The Effect of TGF-β3 and IL-1β on L-Type Voltage-Operated Calcium Channels and Calcium Ion Homeostasis in Osteoarthritic Chondrocytes and Human Bone Marrow-Derived Mesenchymal Stem Cells During Chondrogenesis

Background: Transforming growth factor-beta (TGF-beta) and interleukin 1 beta (IL-1 beta) are key regulators of the chondrogenic differentiation, physiology and pathology of cartilage tissue, with TGF-beta promoting chondrogenesis and matrix formation, while IL-1 beta exerts catabolic effects, inhibiting chondrogenesis and contributing to cartilage degradation.
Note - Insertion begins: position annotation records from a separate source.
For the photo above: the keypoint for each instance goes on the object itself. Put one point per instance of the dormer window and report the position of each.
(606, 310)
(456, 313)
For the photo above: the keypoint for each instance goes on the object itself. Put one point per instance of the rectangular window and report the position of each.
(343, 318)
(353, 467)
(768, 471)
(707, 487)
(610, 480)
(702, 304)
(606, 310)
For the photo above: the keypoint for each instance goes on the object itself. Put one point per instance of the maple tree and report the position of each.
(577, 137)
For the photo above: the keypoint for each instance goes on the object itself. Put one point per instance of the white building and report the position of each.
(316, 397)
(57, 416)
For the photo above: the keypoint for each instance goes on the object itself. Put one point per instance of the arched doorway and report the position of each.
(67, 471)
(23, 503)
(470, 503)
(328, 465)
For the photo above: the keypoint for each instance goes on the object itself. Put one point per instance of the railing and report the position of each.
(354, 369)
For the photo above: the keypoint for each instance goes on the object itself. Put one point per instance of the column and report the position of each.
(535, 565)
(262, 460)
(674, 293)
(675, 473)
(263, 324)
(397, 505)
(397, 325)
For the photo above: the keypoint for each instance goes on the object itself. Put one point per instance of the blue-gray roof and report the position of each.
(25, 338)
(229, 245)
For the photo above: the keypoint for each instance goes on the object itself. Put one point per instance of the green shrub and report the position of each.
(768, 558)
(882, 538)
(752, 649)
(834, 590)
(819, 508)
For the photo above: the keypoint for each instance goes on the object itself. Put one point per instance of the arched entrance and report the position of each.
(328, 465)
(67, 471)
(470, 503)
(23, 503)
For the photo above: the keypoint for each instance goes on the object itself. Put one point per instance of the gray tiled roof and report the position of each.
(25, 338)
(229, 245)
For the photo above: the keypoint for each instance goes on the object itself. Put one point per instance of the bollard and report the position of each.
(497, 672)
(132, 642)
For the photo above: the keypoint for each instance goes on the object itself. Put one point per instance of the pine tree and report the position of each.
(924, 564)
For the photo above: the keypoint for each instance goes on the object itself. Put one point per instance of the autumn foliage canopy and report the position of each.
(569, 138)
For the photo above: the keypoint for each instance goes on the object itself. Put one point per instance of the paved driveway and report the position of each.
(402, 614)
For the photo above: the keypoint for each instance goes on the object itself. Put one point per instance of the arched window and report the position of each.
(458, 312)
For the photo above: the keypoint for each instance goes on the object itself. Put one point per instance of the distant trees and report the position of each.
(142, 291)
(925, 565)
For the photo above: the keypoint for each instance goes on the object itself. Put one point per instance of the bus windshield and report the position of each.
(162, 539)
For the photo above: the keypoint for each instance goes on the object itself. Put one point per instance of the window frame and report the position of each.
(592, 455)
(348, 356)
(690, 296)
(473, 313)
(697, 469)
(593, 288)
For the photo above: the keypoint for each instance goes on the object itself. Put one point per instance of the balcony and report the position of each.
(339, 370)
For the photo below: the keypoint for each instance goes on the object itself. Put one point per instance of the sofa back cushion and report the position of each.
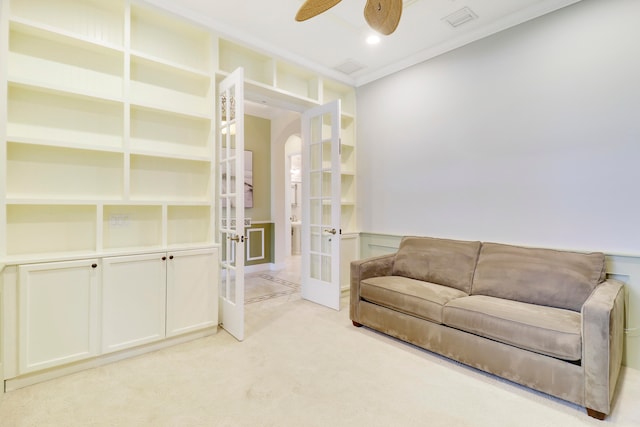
(548, 277)
(442, 261)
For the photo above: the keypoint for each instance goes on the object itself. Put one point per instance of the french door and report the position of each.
(230, 146)
(321, 205)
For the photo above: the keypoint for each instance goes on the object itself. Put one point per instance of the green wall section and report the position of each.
(257, 139)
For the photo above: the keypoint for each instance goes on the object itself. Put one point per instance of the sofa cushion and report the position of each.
(551, 331)
(414, 297)
(442, 261)
(548, 277)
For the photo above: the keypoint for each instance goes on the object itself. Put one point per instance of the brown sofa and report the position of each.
(546, 319)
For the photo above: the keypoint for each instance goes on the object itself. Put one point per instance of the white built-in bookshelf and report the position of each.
(110, 126)
(108, 180)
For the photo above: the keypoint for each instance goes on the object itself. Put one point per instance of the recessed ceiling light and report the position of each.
(373, 39)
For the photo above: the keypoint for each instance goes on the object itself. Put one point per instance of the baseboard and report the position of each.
(48, 374)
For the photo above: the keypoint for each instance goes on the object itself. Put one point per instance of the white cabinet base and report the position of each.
(37, 377)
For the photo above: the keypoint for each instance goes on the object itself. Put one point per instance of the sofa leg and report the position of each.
(596, 414)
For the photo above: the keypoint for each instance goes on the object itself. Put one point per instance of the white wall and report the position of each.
(531, 136)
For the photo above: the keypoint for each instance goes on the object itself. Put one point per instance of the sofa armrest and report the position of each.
(602, 343)
(364, 269)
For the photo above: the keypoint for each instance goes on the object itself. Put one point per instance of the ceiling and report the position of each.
(334, 43)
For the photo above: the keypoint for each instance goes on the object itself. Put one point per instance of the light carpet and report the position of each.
(300, 365)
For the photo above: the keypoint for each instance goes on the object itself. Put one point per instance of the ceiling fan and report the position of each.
(381, 15)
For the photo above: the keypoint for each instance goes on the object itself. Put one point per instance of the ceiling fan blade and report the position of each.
(383, 15)
(311, 8)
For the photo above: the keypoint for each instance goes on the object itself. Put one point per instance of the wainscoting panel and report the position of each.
(624, 268)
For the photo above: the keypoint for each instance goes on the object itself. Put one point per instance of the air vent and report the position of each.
(349, 67)
(460, 17)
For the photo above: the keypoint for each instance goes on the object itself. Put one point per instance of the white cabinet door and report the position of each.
(133, 300)
(192, 290)
(58, 306)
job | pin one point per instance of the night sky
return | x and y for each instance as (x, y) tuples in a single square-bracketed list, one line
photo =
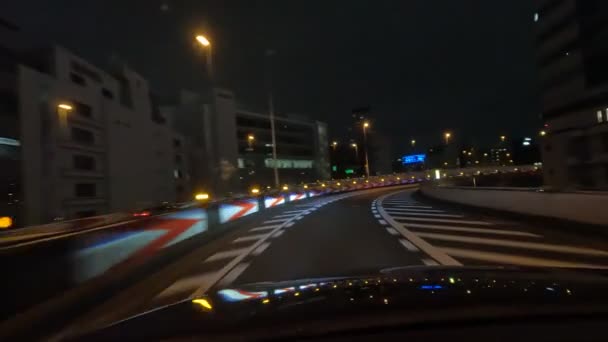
[(424, 66)]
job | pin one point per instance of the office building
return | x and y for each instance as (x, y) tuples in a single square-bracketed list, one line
[(83, 141), (231, 146), (571, 55)]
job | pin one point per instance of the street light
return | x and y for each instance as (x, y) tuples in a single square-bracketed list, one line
[(205, 43), (365, 126), (353, 145)]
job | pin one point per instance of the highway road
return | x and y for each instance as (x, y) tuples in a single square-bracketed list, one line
[(348, 234), (356, 233)]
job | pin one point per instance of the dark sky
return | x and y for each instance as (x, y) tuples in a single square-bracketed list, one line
[(424, 66)]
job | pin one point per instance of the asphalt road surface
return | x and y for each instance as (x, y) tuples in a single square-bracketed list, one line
[(353, 234)]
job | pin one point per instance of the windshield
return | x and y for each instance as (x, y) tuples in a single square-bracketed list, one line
[(154, 152)]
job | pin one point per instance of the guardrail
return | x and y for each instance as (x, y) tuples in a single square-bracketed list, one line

Both cytokines alter the intracellular calcium ion (iCa2+) levels; however, the exact pathways are not known. Objectives: This study aimed to evaluate the impact of TGF-beta 3 and IL-1 beta on calcium homeostasis in human bone marrow-derived mesenchymal stem cells (hBM-MSCs) and chondrocytes during chondrogenesis. Results: TGF-beta 3 increased iCa2+ levels in both hBM-MSCs and chondrocytes. Furthermore, TGF-beta 3 increased the functional activity of L-type voltage-operated calcium channels (L-VOCCs) in hBM-MSCs but not in chondrocytes. TGF-beta 3 and IL-1 beta reduced L-VOCCs subunit CaV1.2 (CACNA1C) gene expression in chondrocytes. In hBM-MSCs, TGF-beta 3 and IL-1 beta increased SERCA pump (ATP2A2) gene expression, while in chondrocytes, this effect was observed only with TGF-beta 3. Conclusions: TGF-beta 3 increases iCa2+ both in osteoarthritic chondrocytes and hBM-MSCs during chondrogenesis. In hBM-MSCs, TGF-beta 3-mediated elevation in iCa2+ is related to the increased functional activity of L-VOCCs. IL-1 beta does not change iCa2+ in osteoarthritic chondrocytes and hBM-MSCs; however, it initiates the mechanisms leading to further downregulation of iCa2+ in both types of cells. The differential and cell-specific roles of TGF-beta 3 and IL-1 beta in the calcium homeostasis of osteoarthritic chondrocytes and hBM-MSCs during chondrogenesis may provide a new insight into future strategies for cartilage repair and osteoarthritis treatment.